Project:Drupal core
Version:8.x-dev
Component:aggregator.module
Category:bug report
Priority:normal
Assigned:Unassigned
Status:needs review

Issue Summary

The feeds Drupal creates include node->teaser or node->body (depending on configuration) in the description fields items. This text can contain relative links to other content on the same domain. Many aggregators, including Drupal's own and bloglines.com, can not handle these relative links. The RSS specification specifies that all links should be absolute.

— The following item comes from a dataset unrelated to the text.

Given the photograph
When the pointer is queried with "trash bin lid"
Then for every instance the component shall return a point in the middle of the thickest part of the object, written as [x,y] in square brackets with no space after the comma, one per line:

The attached patch fixes the feed descriptions in format_rss_items (common.inc). It adds a function named 'filter_absolute_urls' to common.inc, which can also be used by aggregator.module and other modules that need absolute urls (such as modules that send out emails).

There are alternative approaches to this fix. One could be to use nodeapi 'rss items' hook, using a contrib module. However in the current implementation of this hook in node.module, modules can not modify the body and/or teaser of items. The cleanfeeds module uses this approach, and needs a patch for node.module to get it to work.

Another approach would be to enable the filter system for feeds, and make a filter which creates absolute urls. Having a 'filter_absolute_urls' function in common.inc would still be very usefull in this scenario.

The 'filter_absolute_urls' function can probably be made a little bit more efficient; I currently have two regexps, one for relative urls ("path/to/somewhere") and one for urls relative to the domain root ("/path/to/somewhere").

AttachmentSizeStatusTest resultOperations
filter_absolute_urls.patch1.28 KBIdleFAILED: [[SimpleTest]]: [MySQL] Invalid patch format in filter_absolute_urls.patch.View details | Re-test

Comments

#1

Same problem here...

when content is published on other sites, links are wrong as they don't contain a full url...

#2

I guess this issue is not getting much attention because its against 4.7.x as opposed to CVS.

I'll see if I can find time to install CVS and see if the problem persists in the current CVS. Nevertheless, this is an ugly issue in 4.7.x too, because the aggregator in Drupal is not even displaying its Drupal generated feeds properly.

#3

Version:4.7.3» 5.x-dev

1. create a node
2. insert a relative link (eg. href="node/add")
3. access the rss.xml
4. links are still relative and must e absolute

#4

Version:5.x-dev» 6.x-dev
Category:bug report» feature request
Priority:normal» critical

#5

This is a pretty major issue. Any update on it?

#6

The added function needs some phpDOC comments. This hasn't seen the light of day because the status is set to patch (code needs work) meaning that someone has reviewed the code and decided that it needed work. Others will not look until it is patch (code needs review). So once you've made the changes, change the status.

#7

Just pointing out that it seems like a relatively big issue to leave open. The RSS spec asks for absolute URLs and Drupal is producing relative ones -- so Drupal RSS feeds won't validate (or, in some cases, work at all).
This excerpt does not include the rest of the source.